My pet peeve about the memorial is their obsession with just once a year and it has to correspond with Nisan 14 as the same as the passover night. Then if you miss it you do it one month later per the law of Moses. Jesus said nothing about this.
It's called Pesach Sheni or Second Passover. It is the law in the Torah in reference to those who may be ritually impure or due to travel who cannot "offer the Passover sacrifice on that day," not about people who cannot simply partake of the meal.--Numbers 9:6,11.
Someone had to be ritually impure, meaning they could not legally approach the altar of Jehovah to offer a sacrifice. This is speaking about slaughtering the Passover lamb on Nisan 14, Preparation Day:
When any of you or of your posterity who are defiled by a corpse or are on a long journey would offer a Passover sacrifice to the Lord, they shall offer it in the second month, on the fourteenth day of the month, at twilight.--Numbers 9:10-11a.
Once the sun sets and it goes dark another day and another festival began, Nisan 15, the Festival of Unleavened Bread. This observance was not a sacrifice but a communion meal.
The Jewish holiday of Passover actual grew out of two ancient festivals, one of the shepherding people that included a sacrifice to divinity and another of the farming community that offered the best of the remaining of last season's wheat harvest in the form of unleavened cakes. They seem to be side-by-side for a series of reasons, including the fact that the Jews used to employ a solar calendar before the Babylonian Exile and then adopted the lunar calendar, and the fact that both communities likely took advantage of celebrating under the light of the full moon.
When the Levitical priesthood retrofitted the Jewish holidays to teach lessons about the Exodus, including the Festival of Booths which was originally a harvest/ingathering festival, the Lamb and Unleavened Bread become symbols of one feast (this is why it is confusing to read the accounts in Exodus on when to observe Passover--"between the two evenings"). By the time of the Second Temple period, as recorded by Josephus, the system of slaughtering lambs for Passover on Nisan 14 was so systematic that tens of thousands went through the Herod's Temple between the Preparation Day hours of 12 pm to 3 pm.
I think the concept of the Catholic Mass is overdoing it with frequency. If done too often it loses its importance, but once a year is too infrequently.

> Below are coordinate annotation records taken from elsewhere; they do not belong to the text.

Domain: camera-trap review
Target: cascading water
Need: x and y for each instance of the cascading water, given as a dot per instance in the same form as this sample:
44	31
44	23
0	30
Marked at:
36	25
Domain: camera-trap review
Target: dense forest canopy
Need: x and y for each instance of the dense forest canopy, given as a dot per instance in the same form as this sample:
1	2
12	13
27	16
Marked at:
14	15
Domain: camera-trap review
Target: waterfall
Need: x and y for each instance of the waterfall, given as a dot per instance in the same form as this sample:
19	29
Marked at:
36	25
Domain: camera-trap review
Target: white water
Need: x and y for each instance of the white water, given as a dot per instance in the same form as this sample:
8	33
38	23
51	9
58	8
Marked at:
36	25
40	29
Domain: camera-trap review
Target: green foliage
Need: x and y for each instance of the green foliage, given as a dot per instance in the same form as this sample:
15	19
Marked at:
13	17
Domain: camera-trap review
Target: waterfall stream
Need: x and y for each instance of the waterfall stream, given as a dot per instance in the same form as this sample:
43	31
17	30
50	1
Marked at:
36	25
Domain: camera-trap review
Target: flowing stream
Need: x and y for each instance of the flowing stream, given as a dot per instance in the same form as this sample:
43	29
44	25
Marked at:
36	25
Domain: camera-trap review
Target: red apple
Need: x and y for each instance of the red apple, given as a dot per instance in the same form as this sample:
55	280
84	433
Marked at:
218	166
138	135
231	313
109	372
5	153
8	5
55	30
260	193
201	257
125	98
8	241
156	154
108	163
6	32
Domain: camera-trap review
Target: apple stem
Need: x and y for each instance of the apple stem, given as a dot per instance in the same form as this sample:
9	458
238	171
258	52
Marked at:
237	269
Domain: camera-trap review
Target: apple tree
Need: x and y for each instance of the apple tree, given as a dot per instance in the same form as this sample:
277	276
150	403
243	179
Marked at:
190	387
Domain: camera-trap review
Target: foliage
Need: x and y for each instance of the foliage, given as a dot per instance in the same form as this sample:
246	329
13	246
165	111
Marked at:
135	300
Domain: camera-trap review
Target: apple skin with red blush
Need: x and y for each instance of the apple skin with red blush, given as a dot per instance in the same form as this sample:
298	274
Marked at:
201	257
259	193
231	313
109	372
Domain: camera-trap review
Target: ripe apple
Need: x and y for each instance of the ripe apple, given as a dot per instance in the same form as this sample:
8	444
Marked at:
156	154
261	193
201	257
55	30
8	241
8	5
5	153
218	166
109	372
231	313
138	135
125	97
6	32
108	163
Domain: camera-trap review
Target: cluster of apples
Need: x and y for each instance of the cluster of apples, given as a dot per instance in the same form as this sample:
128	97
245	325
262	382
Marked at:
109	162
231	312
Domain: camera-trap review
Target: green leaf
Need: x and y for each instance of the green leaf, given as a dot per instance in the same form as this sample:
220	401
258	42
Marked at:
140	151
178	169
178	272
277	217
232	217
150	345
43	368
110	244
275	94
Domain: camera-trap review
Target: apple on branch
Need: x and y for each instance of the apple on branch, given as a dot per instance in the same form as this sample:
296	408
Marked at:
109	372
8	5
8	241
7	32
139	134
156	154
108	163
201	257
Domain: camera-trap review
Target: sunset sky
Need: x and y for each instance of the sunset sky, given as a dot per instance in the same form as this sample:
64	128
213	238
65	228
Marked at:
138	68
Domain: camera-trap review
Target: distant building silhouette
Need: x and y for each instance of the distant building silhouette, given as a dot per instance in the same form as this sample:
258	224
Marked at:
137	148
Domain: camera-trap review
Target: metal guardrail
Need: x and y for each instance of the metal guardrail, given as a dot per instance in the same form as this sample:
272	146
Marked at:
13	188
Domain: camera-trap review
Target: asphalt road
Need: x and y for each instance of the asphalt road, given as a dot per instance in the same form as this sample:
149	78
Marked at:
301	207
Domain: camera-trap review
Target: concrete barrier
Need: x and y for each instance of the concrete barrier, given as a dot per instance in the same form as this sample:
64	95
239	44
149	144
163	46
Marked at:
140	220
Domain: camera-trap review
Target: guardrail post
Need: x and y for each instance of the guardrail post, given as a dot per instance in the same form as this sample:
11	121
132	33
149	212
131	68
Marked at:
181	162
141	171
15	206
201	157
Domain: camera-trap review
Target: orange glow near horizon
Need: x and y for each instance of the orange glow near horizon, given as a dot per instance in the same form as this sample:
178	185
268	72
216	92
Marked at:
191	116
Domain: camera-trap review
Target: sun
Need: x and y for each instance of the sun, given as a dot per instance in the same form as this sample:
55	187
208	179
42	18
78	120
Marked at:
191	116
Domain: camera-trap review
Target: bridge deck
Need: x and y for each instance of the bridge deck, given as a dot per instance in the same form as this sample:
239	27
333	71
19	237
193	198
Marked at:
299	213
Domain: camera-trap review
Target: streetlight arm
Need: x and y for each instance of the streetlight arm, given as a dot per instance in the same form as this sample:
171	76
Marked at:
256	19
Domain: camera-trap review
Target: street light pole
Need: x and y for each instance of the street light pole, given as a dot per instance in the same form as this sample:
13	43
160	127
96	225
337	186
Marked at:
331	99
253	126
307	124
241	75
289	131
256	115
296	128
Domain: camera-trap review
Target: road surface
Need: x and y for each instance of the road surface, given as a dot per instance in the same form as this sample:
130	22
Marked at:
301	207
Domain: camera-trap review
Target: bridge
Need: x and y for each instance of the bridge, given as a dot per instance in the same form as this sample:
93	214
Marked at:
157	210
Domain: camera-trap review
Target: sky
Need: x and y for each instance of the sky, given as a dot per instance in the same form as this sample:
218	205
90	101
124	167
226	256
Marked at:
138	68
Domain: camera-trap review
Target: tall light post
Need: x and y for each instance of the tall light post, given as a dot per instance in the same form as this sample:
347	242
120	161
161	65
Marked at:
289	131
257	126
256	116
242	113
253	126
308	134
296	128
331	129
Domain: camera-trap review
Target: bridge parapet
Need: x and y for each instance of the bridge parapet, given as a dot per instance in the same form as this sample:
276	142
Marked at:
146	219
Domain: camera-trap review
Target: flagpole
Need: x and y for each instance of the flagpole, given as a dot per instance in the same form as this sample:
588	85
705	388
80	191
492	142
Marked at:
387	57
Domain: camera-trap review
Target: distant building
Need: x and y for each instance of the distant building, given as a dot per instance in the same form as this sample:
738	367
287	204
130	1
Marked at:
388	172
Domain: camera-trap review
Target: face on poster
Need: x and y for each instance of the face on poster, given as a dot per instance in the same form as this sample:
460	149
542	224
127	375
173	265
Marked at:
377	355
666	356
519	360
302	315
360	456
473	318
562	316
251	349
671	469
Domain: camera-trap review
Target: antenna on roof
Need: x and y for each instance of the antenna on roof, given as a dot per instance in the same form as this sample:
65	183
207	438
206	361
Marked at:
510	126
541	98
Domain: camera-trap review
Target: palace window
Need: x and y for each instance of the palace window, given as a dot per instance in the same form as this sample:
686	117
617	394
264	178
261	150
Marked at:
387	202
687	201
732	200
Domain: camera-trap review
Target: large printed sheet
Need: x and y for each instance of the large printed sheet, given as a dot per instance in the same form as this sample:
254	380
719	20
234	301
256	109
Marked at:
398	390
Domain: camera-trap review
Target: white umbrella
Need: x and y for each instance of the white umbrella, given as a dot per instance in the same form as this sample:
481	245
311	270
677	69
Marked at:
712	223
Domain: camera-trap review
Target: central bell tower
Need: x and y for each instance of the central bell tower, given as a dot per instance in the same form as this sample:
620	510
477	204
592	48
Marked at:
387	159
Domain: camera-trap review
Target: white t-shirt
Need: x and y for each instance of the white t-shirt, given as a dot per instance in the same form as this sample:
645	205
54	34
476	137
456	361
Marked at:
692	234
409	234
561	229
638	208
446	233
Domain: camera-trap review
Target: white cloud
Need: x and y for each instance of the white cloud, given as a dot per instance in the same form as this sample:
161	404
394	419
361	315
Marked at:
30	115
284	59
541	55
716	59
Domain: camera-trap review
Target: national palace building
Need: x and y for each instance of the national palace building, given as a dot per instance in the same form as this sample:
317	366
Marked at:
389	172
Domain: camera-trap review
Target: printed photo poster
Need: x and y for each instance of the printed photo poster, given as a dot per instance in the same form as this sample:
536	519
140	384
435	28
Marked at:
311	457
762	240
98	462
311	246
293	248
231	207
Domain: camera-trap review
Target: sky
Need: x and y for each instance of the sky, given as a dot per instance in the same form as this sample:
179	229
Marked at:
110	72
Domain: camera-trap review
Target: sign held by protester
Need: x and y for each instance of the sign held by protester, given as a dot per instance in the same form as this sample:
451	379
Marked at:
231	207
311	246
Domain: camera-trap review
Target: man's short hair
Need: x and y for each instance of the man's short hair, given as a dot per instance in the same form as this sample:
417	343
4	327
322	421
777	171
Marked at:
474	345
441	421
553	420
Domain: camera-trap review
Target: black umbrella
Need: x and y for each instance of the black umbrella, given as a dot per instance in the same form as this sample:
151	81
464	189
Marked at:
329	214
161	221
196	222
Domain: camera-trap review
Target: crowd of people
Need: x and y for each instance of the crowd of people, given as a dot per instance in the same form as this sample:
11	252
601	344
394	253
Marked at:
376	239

Christians began observing the Lord's Evening Meal weekly, the day after the Sabbath (Sunday). This was because it was forbidden for Jews to travel on the Sabbath itself or to congregate for secular meetings, thus Jewish Christians could not do so outside of worship at the Temple or in synagogues.
The "Mass" is based on the Jewish Liturgy, including the Jewish readings of the Scriptures which follows a yearly cycle. Christians added readings from writings of the Apostles and texts called the Gospels. Afterwards they celebrated what Justin Martyr (c 100-165 CE), one of the Church Fathers, called the "Eucharist."
Justin Martyr wrote one of the earliest accounts about what weekly Christian worship was like. While it does not align with what everything that Catholics now believe about Communion or line up with everything they do, it is where they inherited the basic structure of their worship services. And it was each and every Sunday.
Protestant denominations vary in their practice based on simple autonomy. Catholicism and Greek Orthodoxy inherit their practice, meaning they must have some historical precedence for what they do that they can point to (which they call Tradition). "Unless the Church of the past did it..." Protestants claim there must be something written in a Scripture text before they do it. "Unless the Bible says so..." And thus the difference in practice.